Count bits set in parallel

  • count • c • code • algorithm • personal • it • english • explaination • bits • cool
  • 1262 words

This time it’s not something I make myself. Indeed, I still can’t “see” it 100%: I got it, but it’s a bit complex.

Counting kid A cute little lady counting (bits? ;-) )

It’s a method to count the number of bits in a number in O(1), in just 5 lines of code. INHUMAN.

The “human” solutions

Of course, there are methods that look way more easy and, given that the size of a number in memory is “fixed”, the O(1) still stands. For example: 0. Based on the “evenness/oddness” of the number

unsigned int bits_counter_v0(unsigned int x) {
    unsigned int count = 0;
    while ( x != 0 ) {
        // If odd, add 1
        count += (x % 2 == 0) ? 0 : 1;
        x >>= 1;
    }
    
    return count;
}

1. Counting one bit at a time (always the least significant one)

unsigned int bits_counter_v1(unsigned int x) {
    unsigned int count = 0;
    while ( x != 0 ) {
        // If least-significant bit is 1, add 1
        count += (x & 1) ? 1 : 0;
        x >>= 1;
    }
    
    return count;
}

2. Counting 4 bit at a time with max 8 shifts, using an “hashmap” with precalculated results The fact that it can count the bits in “max 8 shifts” has the trade off of the memory used by the hashmap.

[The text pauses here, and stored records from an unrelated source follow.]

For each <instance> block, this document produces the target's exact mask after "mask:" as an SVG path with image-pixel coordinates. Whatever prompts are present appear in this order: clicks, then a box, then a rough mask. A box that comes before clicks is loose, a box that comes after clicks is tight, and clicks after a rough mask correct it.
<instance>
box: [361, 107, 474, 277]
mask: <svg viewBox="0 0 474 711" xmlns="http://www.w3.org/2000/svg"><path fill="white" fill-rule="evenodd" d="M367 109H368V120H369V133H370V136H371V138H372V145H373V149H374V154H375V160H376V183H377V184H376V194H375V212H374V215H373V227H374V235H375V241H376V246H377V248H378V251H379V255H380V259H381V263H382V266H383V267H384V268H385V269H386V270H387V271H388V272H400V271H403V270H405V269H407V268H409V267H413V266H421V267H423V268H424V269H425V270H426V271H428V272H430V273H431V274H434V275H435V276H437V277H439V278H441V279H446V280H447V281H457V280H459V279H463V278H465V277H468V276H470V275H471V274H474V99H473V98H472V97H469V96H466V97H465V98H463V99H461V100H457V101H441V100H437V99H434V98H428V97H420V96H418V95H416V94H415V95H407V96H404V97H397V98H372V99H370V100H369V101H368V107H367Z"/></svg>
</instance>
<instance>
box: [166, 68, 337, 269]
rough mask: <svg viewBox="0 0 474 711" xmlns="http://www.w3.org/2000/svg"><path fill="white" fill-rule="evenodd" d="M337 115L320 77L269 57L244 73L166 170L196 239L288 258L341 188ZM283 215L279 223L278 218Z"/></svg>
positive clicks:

unsigned int bits_counter_v2(unsigned int x) {
    unsigned int count = 0;
    // "Hashmap" of the values for the least significant 4 bits
    unsigned int int_to_bits_count[16] = {
        0, // 0  00
        1, // 1  01
        1, // 2  10
        2, // 3  11
        1, // 4  100
        2, // 5  101
        2, // 6  110
        3, // 7  111
        1, // 8  1000
        2, // 9  1001
        2, // 10 1010
        3, // 11 1011
        2, // 12 1100
        3, // 13 1101
        3, // 14 1110
        4  // 15 1111
    };
    
    while ( x != 0 ) {
        // Add the bits count of the least significant 4 bits
        count += int_to_bits_count[ x & 15 ];
        x >>= 4;
    }
    
    return count;
}

Let’s see what some insane people made.

The “weird” solution

This solution is not impressive, until you analyse how it does actually works, and think “How the hell did they come out with this thing?”.

unsigned int bits_counter_v3(unsigned int x) {
    unsigned int result = 0;
    // strip one set bit per iteration
    while (x != 0) {
        x &= x - 1;
        result++;
    }
    return result;
}

The explaination, from the source where I took it (thanks Luca for highlighting it to me):

The main trick, stripping a single bit with x &= x − 1 (line 21), deserves some attention:
  • if x = 0, then the while-loop is not entered at all, so we do not need to consider this case
  • if the rightmost bit is 1, then the rightmost bit of x − 1 is 0. All other bits are identical and x &= x − 1 → x = x − 1. Because all other bits are identical we stripped one set bit, the rightmost bit.
  • if the rightmost bits are 0, then x looks like this: ...1000. And x − 1 looks like this: ...0111. Result of x &= x-1: ...0000.
Hence, x &= x − 1 clears all bits except for the ones represented as dots, they remain the same. Again, exactly one bit was cleared. In general, x &= x − 1 always sets the rightmost bit which was 1 to 0.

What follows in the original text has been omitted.